関係者が英BBCに語ったところによると、クラブ売却の取引を担当する米投資銀行レイン・グループがアル・タニ氏と話し合いを進める中、16日朝に条件を改善した新たな入札が行われたという。
現時点でカタールの銀行家アル・タニ氏と、英化学メーカー大手イネオスのジム・ラトクリフ氏らのグループが、マンチェスターUを購入しようとしている2大当事者となっている。
両グループは4月末に3度目の入札を行っていた。
アル・タニ氏の新しい入札は、クラブの株式100%を取得し、ユナイテッドの負債をすべて解消し、クラブと地元コミュニティーのみに向けられた別の基金の設立を含むもようだ。
今年3月の数字では、マンチェスターUは総負債、銀行借入、未払い移籍金などで、合計9億6960万ポンド(約1680億円)もの負債を負っていた。
現オーナーの米グレイザー家は昨年11月「戦略的な選択肢を探る」ため、マンチェスターUの売却を検討していると発表した。
4月28日の入札期限以降、グレイザー家からは何の反応もないが、イネオス陣営は、ユナイテッド買収への取り組みが成功すると自信を深めているという。
ラトクリフ氏の提案のひとつは買収する株式の比率について。
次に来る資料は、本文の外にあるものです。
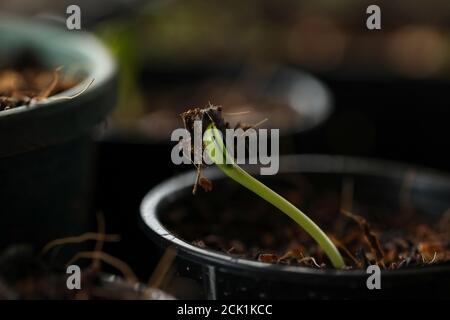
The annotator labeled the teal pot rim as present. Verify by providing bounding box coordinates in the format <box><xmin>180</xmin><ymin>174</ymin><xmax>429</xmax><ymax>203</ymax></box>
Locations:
<box><xmin>0</xmin><ymin>15</ymin><xmax>117</xmax><ymax>157</ymax></box>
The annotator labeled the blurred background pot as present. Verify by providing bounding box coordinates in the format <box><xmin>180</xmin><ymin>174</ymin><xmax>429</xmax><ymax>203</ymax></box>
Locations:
<box><xmin>97</xmin><ymin>64</ymin><xmax>332</xmax><ymax>276</ymax></box>
<box><xmin>0</xmin><ymin>16</ymin><xmax>116</xmax><ymax>246</ymax></box>
<box><xmin>141</xmin><ymin>155</ymin><xmax>450</xmax><ymax>299</ymax></box>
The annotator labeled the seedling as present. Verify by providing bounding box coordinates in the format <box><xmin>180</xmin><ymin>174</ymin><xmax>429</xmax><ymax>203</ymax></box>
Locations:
<box><xmin>185</xmin><ymin>106</ymin><xmax>345</xmax><ymax>269</ymax></box>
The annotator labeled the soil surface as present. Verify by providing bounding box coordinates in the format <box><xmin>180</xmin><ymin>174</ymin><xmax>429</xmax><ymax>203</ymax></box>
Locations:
<box><xmin>0</xmin><ymin>57</ymin><xmax>80</xmax><ymax>111</ymax></box>
<box><xmin>162</xmin><ymin>174</ymin><xmax>450</xmax><ymax>269</ymax></box>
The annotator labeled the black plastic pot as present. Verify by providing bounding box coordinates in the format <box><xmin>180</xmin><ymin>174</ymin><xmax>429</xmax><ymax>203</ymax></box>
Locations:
<box><xmin>0</xmin><ymin>16</ymin><xmax>116</xmax><ymax>246</ymax></box>
<box><xmin>97</xmin><ymin>63</ymin><xmax>332</xmax><ymax>277</ymax></box>
<box><xmin>141</xmin><ymin>155</ymin><xmax>450</xmax><ymax>299</ymax></box>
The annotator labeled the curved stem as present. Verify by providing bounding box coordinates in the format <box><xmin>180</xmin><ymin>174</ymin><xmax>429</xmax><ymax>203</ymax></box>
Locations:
<box><xmin>203</xmin><ymin>124</ymin><xmax>345</xmax><ymax>269</ymax></box>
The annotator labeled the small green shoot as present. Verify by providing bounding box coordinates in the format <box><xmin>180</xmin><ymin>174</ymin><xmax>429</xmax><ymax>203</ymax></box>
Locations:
<box><xmin>203</xmin><ymin>123</ymin><xmax>345</xmax><ymax>269</ymax></box>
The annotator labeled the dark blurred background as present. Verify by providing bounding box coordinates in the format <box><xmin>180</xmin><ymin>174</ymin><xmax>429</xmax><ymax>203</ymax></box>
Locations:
<box><xmin>0</xmin><ymin>0</ymin><xmax>450</xmax><ymax>275</ymax></box>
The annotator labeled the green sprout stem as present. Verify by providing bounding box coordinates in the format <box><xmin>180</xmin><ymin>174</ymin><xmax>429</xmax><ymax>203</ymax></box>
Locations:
<box><xmin>203</xmin><ymin>124</ymin><xmax>345</xmax><ymax>269</ymax></box>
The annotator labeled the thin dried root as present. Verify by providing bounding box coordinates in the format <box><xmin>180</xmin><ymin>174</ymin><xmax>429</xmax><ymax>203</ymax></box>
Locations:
<box><xmin>91</xmin><ymin>212</ymin><xmax>106</xmax><ymax>270</ymax></box>
<box><xmin>41</xmin><ymin>232</ymin><xmax>120</xmax><ymax>254</ymax></box>
<box><xmin>341</xmin><ymin>209</ymin><xmax>384</xmax><ymax>266</ymax></box>
<box><xmin>66</xmin><ymin>251</ymin><xmax>139</xmax><ymax>283</ymax></box>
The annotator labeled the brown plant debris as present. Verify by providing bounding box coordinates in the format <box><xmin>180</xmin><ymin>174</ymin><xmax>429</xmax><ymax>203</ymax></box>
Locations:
<box><xmin>0</xmin><ymin>67</ymin><xmax>79</xmax><ymax>111</ymax></box>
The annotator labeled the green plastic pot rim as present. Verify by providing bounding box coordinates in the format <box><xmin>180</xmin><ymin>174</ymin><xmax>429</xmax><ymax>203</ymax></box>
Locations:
<box><xmin>0</xmin><ymin>15</ymin><xmax>117</xmax><ymax>158</ymax></box>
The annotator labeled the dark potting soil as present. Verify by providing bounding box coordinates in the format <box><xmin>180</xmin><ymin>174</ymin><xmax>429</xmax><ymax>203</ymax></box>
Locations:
<box><xmin>162</xmin><ymin>105</ymin><xmax>450</xmax><ymax>269</ymax></box>
<box><xmin>0</xmin><ymin>66</ymin><xmax>79</xmax><ymax>111</ymax></box>
<box><xmin>161</xmin><ymin>175</ymin><xmax>450</xmax><ymax>269</ymax></box>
もともとグレイザー家が持つ全株式の69%を買収するとしていたが、これを50%強に引き下げ、現共同会長のジョエル・グレイザー氏とアブラム・グレイザー氏が今後もクラブに一定の関与ができるようにした。
アブラム・グレイザー氏は2月のイングランド・リーグ杯優勝に続いて、14日にウェンブリー競技場で行われた女子FA杯決勝を観戦。今回は女子チームが0-1でチェルシーに敗れるのを見届けた。
グレイザー家がマンチェスターUの将来の方向性についていつ決断するかは、まだ明らかにされていない。グレイザー家は05年にクラブを7億9000万ポンドで買収。現在の評価額は50億ポンドから60億ポンドの間とされている。
移籍市場が1カ月以内に開かれ、テンハグ監督の今夏の予算が明確になることを考えると、今週中にクラブ売却の発表があるのではと思われていた。しかし、これが確実に実現する保証はいまだなされていない。